O mundo pós-Covid-19 | Uma segunda chance para se organizar a governança global

O mundo mudou, mas ainda não se sabe se para melhor ou pior. A pandemia está sendo descrita como a maior ameaça à paz, à segurança e ao desenvolvimento global desde a 2ª Guerra Mundial.

O foco, no momento, está em responder às emergências de saúde, econômica e de manutenção da infraestrutura básica para as cidades funcionarem.

Porém, é importante também pensar sobre como a Covid-19 impacta a governança global, a ação coletiva e a capacidade do Estado. Divido aqui pontos para essa reflexão.

Pontos

O primeiro é que a Covid-19 é um lembrete do papel central dos estados-nação e das cidades como primeiros socorristas. As pessoas recorrem aos seus governos — e não ao setor privado — em tempos de crise.

Onde os governos estavam bem preparados e deram respostas rápidas e eficazes, o contrato social — um acordo entre governantes e governados pelo qual abrimos mão de uma parte de nossa liberdade individual em troca da promessa de proteção — foi reforçado.

Onde não estavam, a confiança de seus cidadãos foi abalada.
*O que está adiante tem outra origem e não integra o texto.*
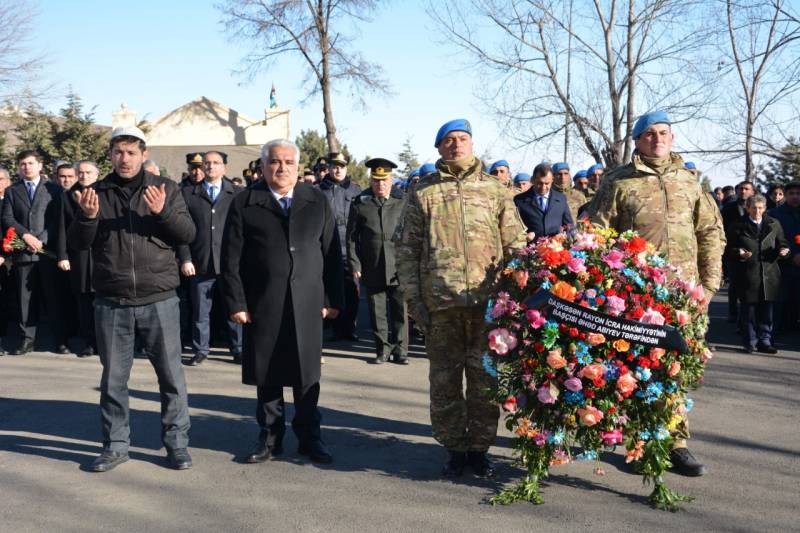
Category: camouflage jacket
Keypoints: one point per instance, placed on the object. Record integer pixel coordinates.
(670, 210)
(457, 234)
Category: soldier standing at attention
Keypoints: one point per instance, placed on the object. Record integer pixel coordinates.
(460, 228)
(374, 216)
(656, 196)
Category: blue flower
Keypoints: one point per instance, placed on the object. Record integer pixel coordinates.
(489, 365)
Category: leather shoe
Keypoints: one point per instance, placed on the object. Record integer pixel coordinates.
(767, 348)
(22, 349)
(481, 464)
(108, 460)
(179, 459)
(454, 466)
(316, 451)
(197, 359)
(684, 463)
(262, 452)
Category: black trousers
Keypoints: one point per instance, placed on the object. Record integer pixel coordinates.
(36, 282)
(270, 414)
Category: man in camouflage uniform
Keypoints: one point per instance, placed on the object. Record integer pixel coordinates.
(461, 226)
(656, 196)
(562, 182)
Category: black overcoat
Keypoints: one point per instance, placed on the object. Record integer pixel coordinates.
(269, 258)
(758, 278)
(370, 249)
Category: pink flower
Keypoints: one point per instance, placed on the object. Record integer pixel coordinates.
(555, 359)
(590, 415)
(614, 259)
(535, 318)
(626, 383)
(502, 341)
(547, 393)
(615, 305)
(576, 265)
(610, 438)
(574, 384)
(651, 316)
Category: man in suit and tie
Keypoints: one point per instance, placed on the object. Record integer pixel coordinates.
(282, 275)
(208, 203)
(543, 209)
(31, 207)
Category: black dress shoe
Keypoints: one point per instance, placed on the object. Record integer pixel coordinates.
(108, 460)
(454, 466)
(179, 459)
(87, 352)
(767, 348)
(22, 349)
(197, 359)
(481, 464)
(684, 463)
(262, 452)
(316, 451)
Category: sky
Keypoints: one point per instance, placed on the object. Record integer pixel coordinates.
(157, 56)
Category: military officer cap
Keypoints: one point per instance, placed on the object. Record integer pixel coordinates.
(647, 120)
(459, 124)
(498, 163)
(379, 168)
(337, 158)
(427, 168)
(223, 155)
(195, 159)
(594, 168)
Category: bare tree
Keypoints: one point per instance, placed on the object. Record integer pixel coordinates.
(310, 30)
(623, 58)
(19, 64)
(764, 55)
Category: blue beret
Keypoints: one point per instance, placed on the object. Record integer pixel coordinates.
(592, 169)
(499, 163)
(427, 168)
(647, 120)
(459, 124)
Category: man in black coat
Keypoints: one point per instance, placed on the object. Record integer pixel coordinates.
(340, 192)
(208, 203)
(374, 217)
(544, 210)
(79, 262)
(31, 207)
(133, 221)
(282, 275)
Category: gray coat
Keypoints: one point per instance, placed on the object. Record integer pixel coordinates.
(370, 249)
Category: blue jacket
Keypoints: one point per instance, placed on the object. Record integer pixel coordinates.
(551, 221)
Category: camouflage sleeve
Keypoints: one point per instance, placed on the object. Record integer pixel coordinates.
(409, 251)
(710, 243)
(602, 209)
(512, 229)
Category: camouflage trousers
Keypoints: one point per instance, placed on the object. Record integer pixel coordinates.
(461, 420)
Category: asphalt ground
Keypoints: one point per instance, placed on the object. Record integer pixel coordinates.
(385, 476)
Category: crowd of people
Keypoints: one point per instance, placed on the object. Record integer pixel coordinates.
(138, 263)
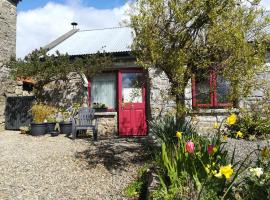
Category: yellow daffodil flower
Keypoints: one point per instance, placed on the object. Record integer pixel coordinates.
(225, 137)
(179, 134)
(231, 119)
(207, 170)
(216, 125)
(265, 153)
(239, 134)
(258, 171)
(227, 171)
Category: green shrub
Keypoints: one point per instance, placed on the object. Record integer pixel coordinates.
(138, 187)
(191, 166)
(256, 184)
(251, 124)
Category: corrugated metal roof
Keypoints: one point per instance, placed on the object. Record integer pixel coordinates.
(110, 40)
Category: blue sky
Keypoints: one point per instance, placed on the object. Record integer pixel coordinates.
(100, 4)
(39, 22)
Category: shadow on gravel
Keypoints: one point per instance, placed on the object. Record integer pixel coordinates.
(115, 154)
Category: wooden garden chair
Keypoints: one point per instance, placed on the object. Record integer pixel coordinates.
(84, 120)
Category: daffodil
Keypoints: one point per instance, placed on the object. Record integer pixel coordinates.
(265, 152)
(231, 119)
(207, 169)
(239, 134)
(258, 171)
(216, 125)
(225, 137)
(179, 134)
(227, 171)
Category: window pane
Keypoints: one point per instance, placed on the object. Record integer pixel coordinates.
(103, 89)
(202, 90)
(132, 87)
(223, 90)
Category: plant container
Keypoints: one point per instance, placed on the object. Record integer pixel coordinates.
(101, 109)
(38, 129)
(54, 133)
(65, 128)
(50, 127)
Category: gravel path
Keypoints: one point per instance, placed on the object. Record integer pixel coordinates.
(243, 148)
(59, 168)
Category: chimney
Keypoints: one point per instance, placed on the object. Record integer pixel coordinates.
(74, 25)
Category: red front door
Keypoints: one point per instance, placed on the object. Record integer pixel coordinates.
(131, 103)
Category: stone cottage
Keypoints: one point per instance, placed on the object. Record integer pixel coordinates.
(8, 87)
(127, 114)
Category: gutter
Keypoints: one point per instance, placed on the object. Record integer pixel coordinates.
(60, 39)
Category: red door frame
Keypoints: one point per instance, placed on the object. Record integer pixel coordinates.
(131, 105)
(119, 92)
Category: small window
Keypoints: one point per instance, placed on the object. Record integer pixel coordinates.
(210, 91)
(27, 87)
(103, 90)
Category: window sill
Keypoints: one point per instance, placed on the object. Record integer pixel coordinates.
(105, 113)
(209, 111)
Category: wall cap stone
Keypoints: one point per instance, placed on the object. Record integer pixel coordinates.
(215, 111)
(105, 113)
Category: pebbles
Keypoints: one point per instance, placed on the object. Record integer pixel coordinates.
(60, 168)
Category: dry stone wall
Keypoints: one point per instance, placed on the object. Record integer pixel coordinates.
(162, 103)
(8, 87)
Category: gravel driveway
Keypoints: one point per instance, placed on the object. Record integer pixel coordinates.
(60, 168)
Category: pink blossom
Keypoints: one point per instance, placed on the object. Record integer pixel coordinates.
(190, 147)
(210, 149)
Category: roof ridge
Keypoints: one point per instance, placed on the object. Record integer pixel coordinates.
(107, 28)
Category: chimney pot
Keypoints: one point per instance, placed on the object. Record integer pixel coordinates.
(74, 25)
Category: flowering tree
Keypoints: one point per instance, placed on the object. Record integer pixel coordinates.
(183, 38)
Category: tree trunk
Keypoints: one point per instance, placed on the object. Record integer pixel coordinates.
(180, 108)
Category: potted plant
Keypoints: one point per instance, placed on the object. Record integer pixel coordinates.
(100, 107)
(51, 122)
(66, 124)
(39, 112)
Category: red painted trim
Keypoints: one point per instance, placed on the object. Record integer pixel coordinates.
(194, 99)
(213, 93)
(89, 93)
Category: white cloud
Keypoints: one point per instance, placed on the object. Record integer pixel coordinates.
(38, 27)
(266, 4)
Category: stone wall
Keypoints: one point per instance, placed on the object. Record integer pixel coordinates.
(65, 93)
(107, 124)
(162, 103)
(8, 30)
(8, 87)
(160, 100)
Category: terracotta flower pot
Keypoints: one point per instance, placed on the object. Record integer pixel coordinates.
(65, 128)
(38, 129)
(50, 127)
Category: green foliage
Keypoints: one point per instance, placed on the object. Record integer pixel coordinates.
(206, 172)
(45, 69)
(137, 188)
(257, 186)
(183, 38)
(166, 127)
(253, 123)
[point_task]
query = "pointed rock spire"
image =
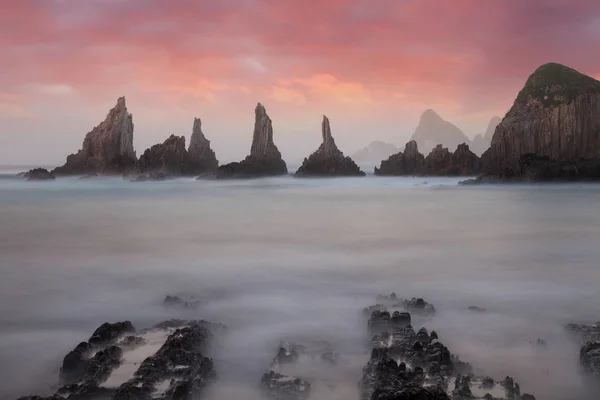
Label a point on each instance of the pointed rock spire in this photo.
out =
(108, 148)
(264, 159)
(328, 160)
(200, 152)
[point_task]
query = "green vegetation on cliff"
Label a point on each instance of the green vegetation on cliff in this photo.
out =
(553, 84)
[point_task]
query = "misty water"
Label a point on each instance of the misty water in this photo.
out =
(294, 259)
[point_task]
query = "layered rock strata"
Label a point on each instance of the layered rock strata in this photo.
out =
(107, 149)
(328, 160)
(264, 159)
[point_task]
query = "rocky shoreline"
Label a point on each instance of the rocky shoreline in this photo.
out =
(169, 361)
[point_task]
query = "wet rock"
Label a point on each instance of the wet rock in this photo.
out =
(202, 157)
(287, 354)
(328, 160)
(109, 333)
(280, 387)
(107, 149)
(552, 131)
(264, 159)
(38, 174)
(418, 306)
(176, 301)
(407, 163)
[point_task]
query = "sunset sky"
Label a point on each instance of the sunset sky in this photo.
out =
(373, 66)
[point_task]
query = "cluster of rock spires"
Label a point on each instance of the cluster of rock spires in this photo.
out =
(328, 160)
(552, 132)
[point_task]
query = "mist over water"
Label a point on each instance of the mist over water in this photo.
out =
(294, 259)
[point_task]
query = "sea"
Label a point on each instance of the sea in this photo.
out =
(298, 259)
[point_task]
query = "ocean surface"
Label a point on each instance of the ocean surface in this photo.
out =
(298, 259)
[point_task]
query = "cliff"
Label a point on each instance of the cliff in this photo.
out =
(481, 142)
(409, 162)
(107, 149)
(200, 153)
(555, 116)
(433, 130)
(264, 159)
(328, 160)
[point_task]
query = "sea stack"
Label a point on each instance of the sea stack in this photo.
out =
(328, 160)
(201, 155)
(409, 162)
(552, 131)
(433, 130)
(264, 159)
(107, 149)
(171, 158)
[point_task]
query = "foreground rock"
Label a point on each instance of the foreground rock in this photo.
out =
(328, 160)
(38, 174)
(264, 159)
(107, 149)
(440, 162)
(405, 364)
(113, 363)
(552, 131)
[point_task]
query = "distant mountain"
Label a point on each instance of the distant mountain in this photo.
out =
(481, 143)
(374, 153)
(433, 130)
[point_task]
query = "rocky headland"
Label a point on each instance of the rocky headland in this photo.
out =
(552, 131)
(328, 160)
(107, 149)
(264, 159)
(439, 162)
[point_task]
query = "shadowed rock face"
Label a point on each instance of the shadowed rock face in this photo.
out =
(328, 160)
(171, 158)
(409, 162)
(199, 151)
(264, 159)
(433, 130)
(556, 115)
(107, 149)
(440, 162)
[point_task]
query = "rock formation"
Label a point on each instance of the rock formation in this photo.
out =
(264, 159)
(374, 153)
(433, 130)
(107, 149)
(38, 174)
(439, 162)
(409, 162)
(481, 142)
(328, 160)
(199, 151)
(171, 158)
(553, 126)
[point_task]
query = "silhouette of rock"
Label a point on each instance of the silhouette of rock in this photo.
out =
(38, 174)
(552, 131)
(107, 149)
(201, 155)
(433, 130)
(374, 152)
(409, 162)
(328, 160)
(264, 159)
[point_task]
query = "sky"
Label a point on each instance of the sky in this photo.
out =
(372, 66)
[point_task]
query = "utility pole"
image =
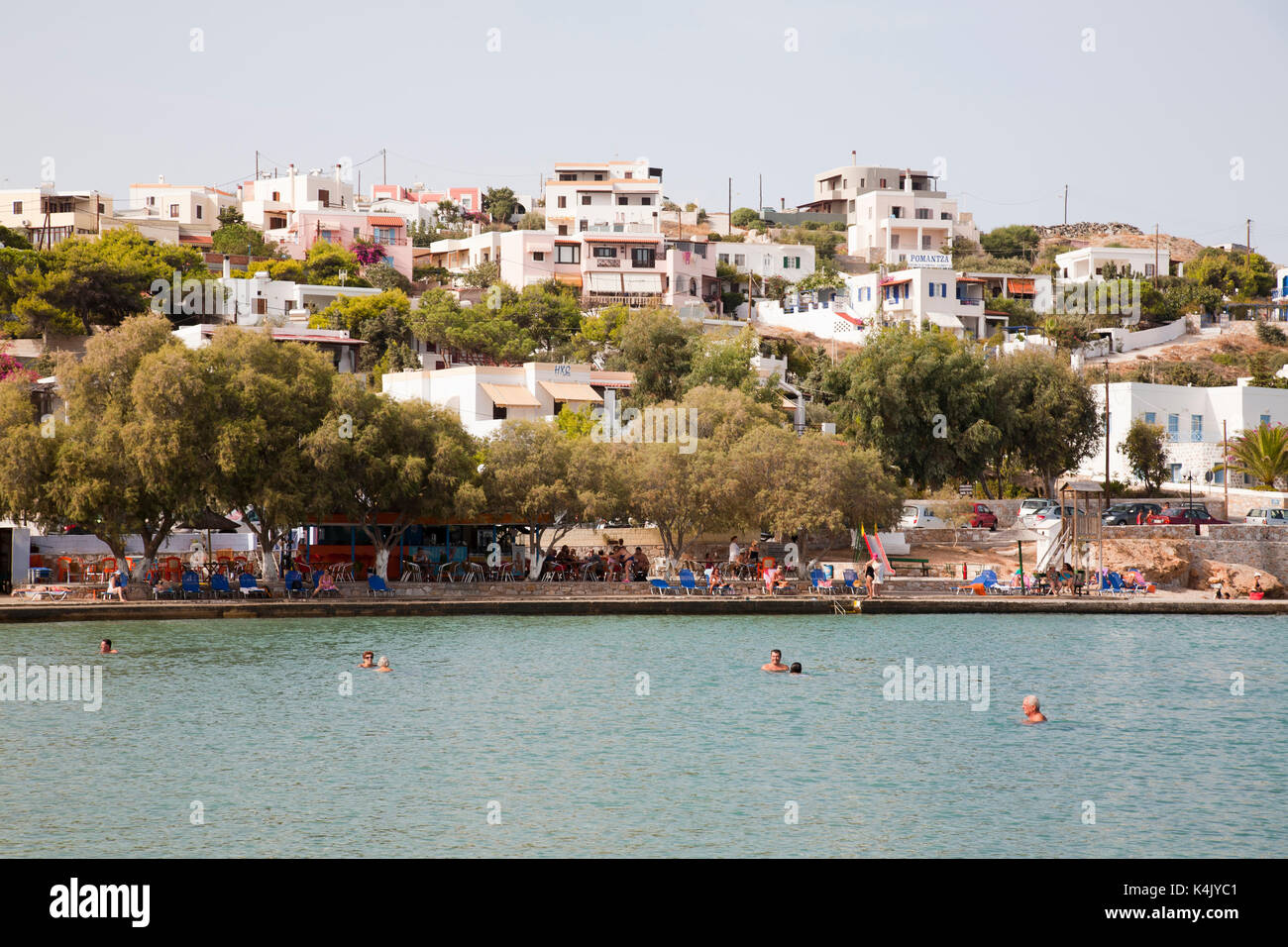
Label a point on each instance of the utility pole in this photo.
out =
(1107, 429)
(1225, 471)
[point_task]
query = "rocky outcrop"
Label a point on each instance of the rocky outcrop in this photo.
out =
(1235, 579)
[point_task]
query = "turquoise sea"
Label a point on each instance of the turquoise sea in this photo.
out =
(540, 724)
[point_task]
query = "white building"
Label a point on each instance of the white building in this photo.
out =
(335, 342)
(789, 261)
(192, 209)
(47, 217)
(1090, 262)
(609, 197)
(890, 211)
(270, 204)
(484, 397)
(1192, 421)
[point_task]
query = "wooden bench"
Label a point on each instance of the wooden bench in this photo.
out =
(910, 561)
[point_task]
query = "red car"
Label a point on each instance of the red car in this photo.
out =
(1184, 517)
(982, 517)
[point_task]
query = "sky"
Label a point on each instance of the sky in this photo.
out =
(1167, 114)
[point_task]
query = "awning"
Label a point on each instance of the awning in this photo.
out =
(571, 390)
(605, 282)
(944, 321)
(509, 395)
(642, 282)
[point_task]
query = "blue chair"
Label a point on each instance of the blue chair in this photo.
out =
(191, 585)
(248, 585)
(690, 582)
(661, 586)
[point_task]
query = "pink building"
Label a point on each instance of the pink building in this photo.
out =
(347, 228)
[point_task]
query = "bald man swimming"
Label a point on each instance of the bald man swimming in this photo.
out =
(1033, 710)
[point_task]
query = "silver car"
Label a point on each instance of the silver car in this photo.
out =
(1266, 517)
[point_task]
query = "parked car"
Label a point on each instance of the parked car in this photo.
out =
(1129, 513)
(1266, 517)
(1029, 508)
(1050, 514)
(1183, 515)
(982, 517)
(918, 515)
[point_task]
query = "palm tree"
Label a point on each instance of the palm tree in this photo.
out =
(1261, 453)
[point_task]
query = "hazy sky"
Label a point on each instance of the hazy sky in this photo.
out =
(1141, 118)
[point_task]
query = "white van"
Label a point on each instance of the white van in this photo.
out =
(918, 515)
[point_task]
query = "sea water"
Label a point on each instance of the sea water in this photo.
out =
(651, 736)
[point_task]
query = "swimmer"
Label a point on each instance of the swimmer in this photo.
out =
(776, 661)
(1033, 710)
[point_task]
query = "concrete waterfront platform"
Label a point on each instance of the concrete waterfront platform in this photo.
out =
(590, 602)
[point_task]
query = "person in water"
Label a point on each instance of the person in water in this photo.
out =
(776, 661)
(1033, 710)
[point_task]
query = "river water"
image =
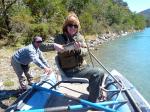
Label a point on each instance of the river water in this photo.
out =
(130, 55)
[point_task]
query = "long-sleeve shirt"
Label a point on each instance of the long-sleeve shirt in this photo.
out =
(30, 54)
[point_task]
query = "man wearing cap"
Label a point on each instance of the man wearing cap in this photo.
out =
(24, 56)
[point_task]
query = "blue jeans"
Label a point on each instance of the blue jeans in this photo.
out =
(94, 75)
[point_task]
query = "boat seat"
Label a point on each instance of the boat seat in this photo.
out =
(70, 79)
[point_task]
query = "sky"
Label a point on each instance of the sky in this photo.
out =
(138, 5)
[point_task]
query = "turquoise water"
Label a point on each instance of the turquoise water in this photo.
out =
(130, 55)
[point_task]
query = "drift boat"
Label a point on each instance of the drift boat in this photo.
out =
(70, 94)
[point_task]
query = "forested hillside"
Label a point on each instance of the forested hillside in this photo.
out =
(22, 19)
(146, 14)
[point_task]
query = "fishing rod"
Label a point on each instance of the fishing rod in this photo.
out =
(99, 106)
(71, 107)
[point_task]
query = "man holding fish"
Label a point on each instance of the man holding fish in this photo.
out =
(72, 49)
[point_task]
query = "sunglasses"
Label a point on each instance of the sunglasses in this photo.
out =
(72, 25)
(38, 41)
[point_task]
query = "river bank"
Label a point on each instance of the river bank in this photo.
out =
(9, 80)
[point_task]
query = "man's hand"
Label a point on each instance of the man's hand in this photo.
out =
(48, 70)
(77, 45)
(58, 47)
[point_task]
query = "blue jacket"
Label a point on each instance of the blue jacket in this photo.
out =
(30, 54)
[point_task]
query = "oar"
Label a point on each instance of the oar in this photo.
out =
(71, 107)
(84, 102)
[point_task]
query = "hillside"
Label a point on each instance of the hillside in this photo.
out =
(146, 13)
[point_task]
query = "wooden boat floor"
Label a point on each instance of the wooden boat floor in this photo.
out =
(75, 90)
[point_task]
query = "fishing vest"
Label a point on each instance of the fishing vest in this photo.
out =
(70, 59)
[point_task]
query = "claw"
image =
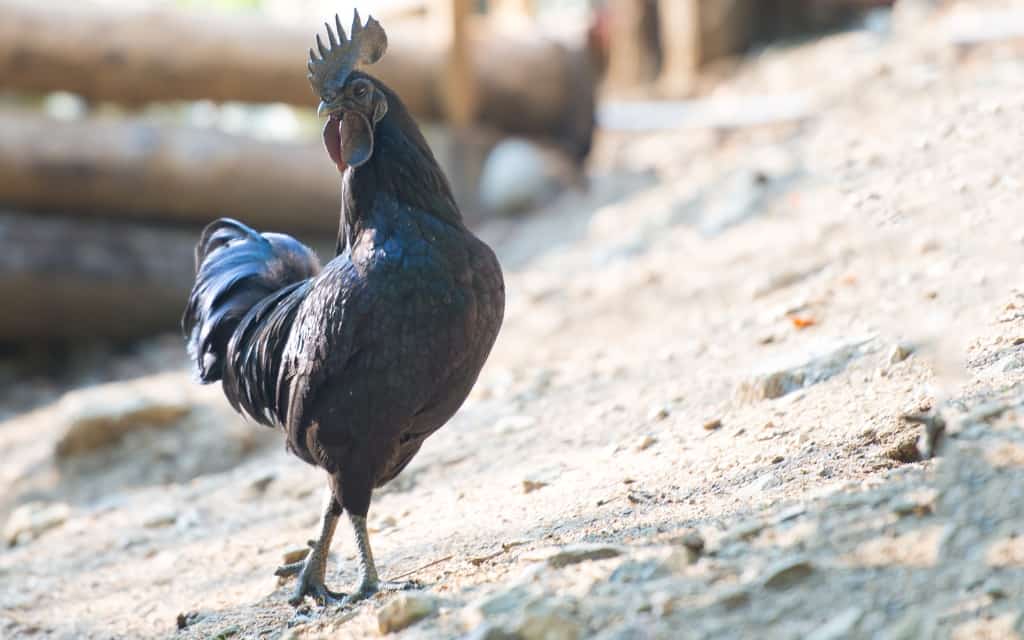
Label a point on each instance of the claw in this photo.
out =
(368, 591)
(318, 592)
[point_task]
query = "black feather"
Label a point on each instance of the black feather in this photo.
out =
(237, 268)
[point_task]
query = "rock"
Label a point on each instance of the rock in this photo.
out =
(840, 627)
(785, 573)
(802, 370)
(227, 632)
(546, 620)
(732, 597)
(745, 529)
(645, 442)
(261, 481)
(31, 520)
(530, 485)
(188, 619)
(914, 624)
(692, 541)
(294, 555)
(900, 352)
(558, 557)
(518, 175)
(657, 414)
(98, 416)
(512, 424)
(404, 610)
(713, 424)
(158, 519)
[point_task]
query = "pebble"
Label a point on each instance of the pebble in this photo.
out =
(512, 424)
(98, 416)
(900, 352)
(800, 370)
(558, 557)
(545, 620)
(529, 486)
(645, 442)
(404, 610)
(160, 518)
(840, 627)
(31, 520)
(693, 541)
(713, 424)
(294, 555)
(788, 572)
(657, 414)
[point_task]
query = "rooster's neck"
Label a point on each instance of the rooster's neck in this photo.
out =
(402, 169)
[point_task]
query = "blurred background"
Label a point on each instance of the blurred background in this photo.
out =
(126, 125)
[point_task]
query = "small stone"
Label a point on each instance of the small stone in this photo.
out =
(404, 610)
(733, 598)
(160, 518)
(294, 555)
(744, 530)
(546, 620)
(900, 352)
(713, 424)
(914, 624)
(227, 632)
(645, 442)
(840, 627)
(693, 541)
(800, 370)
(31, 520)
(261, 481)
(558, 557)
(528, 485)
(513, 424)
(657, 414)
(98, 416)
(785, 573)
(188, 619)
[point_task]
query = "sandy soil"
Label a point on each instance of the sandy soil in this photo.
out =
(692, 423)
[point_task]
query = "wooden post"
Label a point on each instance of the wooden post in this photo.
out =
(633, 55)
(460, 96)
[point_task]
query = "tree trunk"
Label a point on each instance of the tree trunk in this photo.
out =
(129, 169)
(633, 57)
(70, 278)
(139, 55)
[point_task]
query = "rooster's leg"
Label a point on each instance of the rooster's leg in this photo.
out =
(370, 582)
(312, 569)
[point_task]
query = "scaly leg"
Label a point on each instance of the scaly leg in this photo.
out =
(312, 569)
(370, 582)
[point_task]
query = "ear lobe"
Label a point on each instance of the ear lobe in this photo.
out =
(380, 110)
(356, 139)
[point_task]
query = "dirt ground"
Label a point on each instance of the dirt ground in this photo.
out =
(692, 424)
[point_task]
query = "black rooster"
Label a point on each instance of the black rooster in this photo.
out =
(358, 361)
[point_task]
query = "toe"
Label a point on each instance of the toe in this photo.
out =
(287, 570)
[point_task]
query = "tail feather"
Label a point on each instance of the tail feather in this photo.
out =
(248, 287)
(255, 352)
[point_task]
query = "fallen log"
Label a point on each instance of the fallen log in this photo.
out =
(132, 56)
(128, 168)
(66, 278)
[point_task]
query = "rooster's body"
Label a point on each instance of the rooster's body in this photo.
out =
(358, 361)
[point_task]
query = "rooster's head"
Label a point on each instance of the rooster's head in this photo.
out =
(351, 99)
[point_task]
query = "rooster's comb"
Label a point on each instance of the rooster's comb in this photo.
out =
(364, 45)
Além disso, o vírus está revelando as tensões ideológicas entre governos centrais populistas que jogam para suas bases, e governos subnacionais que têm seguido a ciência para tentar proteger os cidadãos.

Segundo

A pandemia está destacando as falhas da cooperação global e a importância das respostas internacionais e regionais. O compromisso com o multilateralismo já estava se deteriorando antes do surto da Covid-19, e o preço disso está sendo alto.

Pensar as bases éticas e políticas de uma nova governança global é mais urgente do que nunca. Aumentar a eficiência e renovar a confiança no sistema das Nações Unidas e em organizações regionais é essencial. Lideranças responsáveis de diferentes gerações, em governos, empresas e sociedades civis serão centrais para essa reflexão.

Terceiro

O surto atual está iluminando as acentuadas desigualdades que precisam ser enfrentadas. Os países ricos estão lutando para responder à pandemia.

Ainda não se sabe o quão mais grave a crise será em nações de baixa e média renda, especialmente para os 1,2 bilhão de pessoas que vivem em favelas.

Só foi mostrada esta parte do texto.